I know that this will not apply to you, but I have seen too many young men in business aiming at nothing and hitting it. I have seen too many who are guided by "stop" signs within themselves, instead of "go" signs.

There is no reason why every one of you young men, with the great advantages which you enjoy, should not carve out signally successful careers for yourselves.

There is one point I must make. Regardless of how well informed you may be, regardless of how brilliant you may be, regardless of your background, if you are to succeed—and every one of you can and should succeed—you must continue to study, and you must work hard. You cannot escape that old, cold, hard fact.

As I stated at the beginning of this talk, the present world situation is far too complicated for any one of us to make predictions regarding the future. All we can hope to do is to use our best judgment in all circumstances, acting promptly, but always after proper and mature thought.

We must learn to do the things we should do, and to avoid the things we should not do. This is very simply expressed, but it contains a world of meaning.

Victor Hugo said, "Short as life is, we make it still shorter by the careless waste of time." None of us lives more than twenty-four hours a day, seven days a week, twelve months a year. Every waking hour is made up of precious minutes which we live but once.

While we are alive, each of us has as much time as the other fellow. There is no competition in this respect. But there is competition for the high places to which you aspire, and the use you make of your time will determine where you will be ten, twenty, or thirty years from now.

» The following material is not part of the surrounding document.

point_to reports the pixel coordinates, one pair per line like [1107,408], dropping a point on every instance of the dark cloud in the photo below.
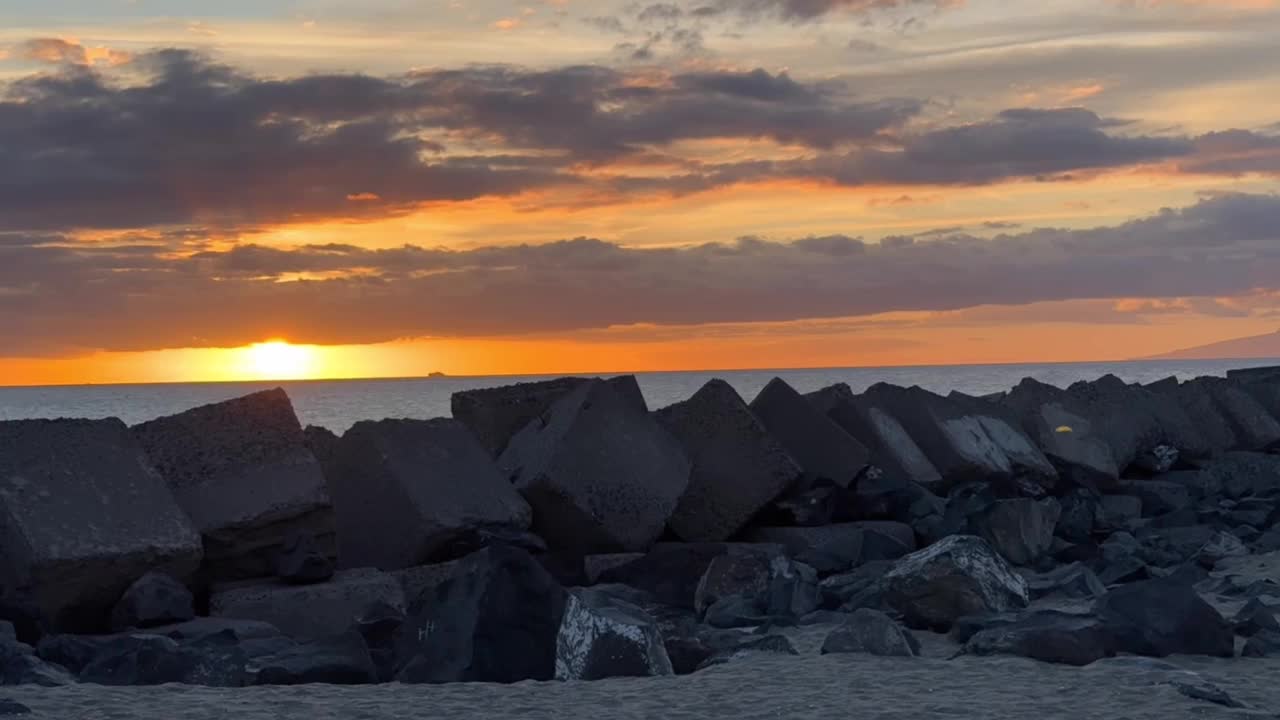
[807,10]
[179,140]
[144,296]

Unless the form of civilization which we represent, changes—and I am not one who thinks it will—you young men, with the greater part of your lives before you, face a wonderful future. You have a better opportunity for accomplishment than any preceding generation has ever had.

There are scores of new fields of activity which were unheard of a few years ago, and present and future circumstances will bring more.

The demand for brains is constantly multiplying. The young men of today, as I have stated, has more to start with, a better accumulation of knowledge, is better trained and prepared, and can go farther, more quickly, than in any previous time in the history of the world.

All of you who are of the right character and who are willing to make the necessary sacrifices for success will achieve it.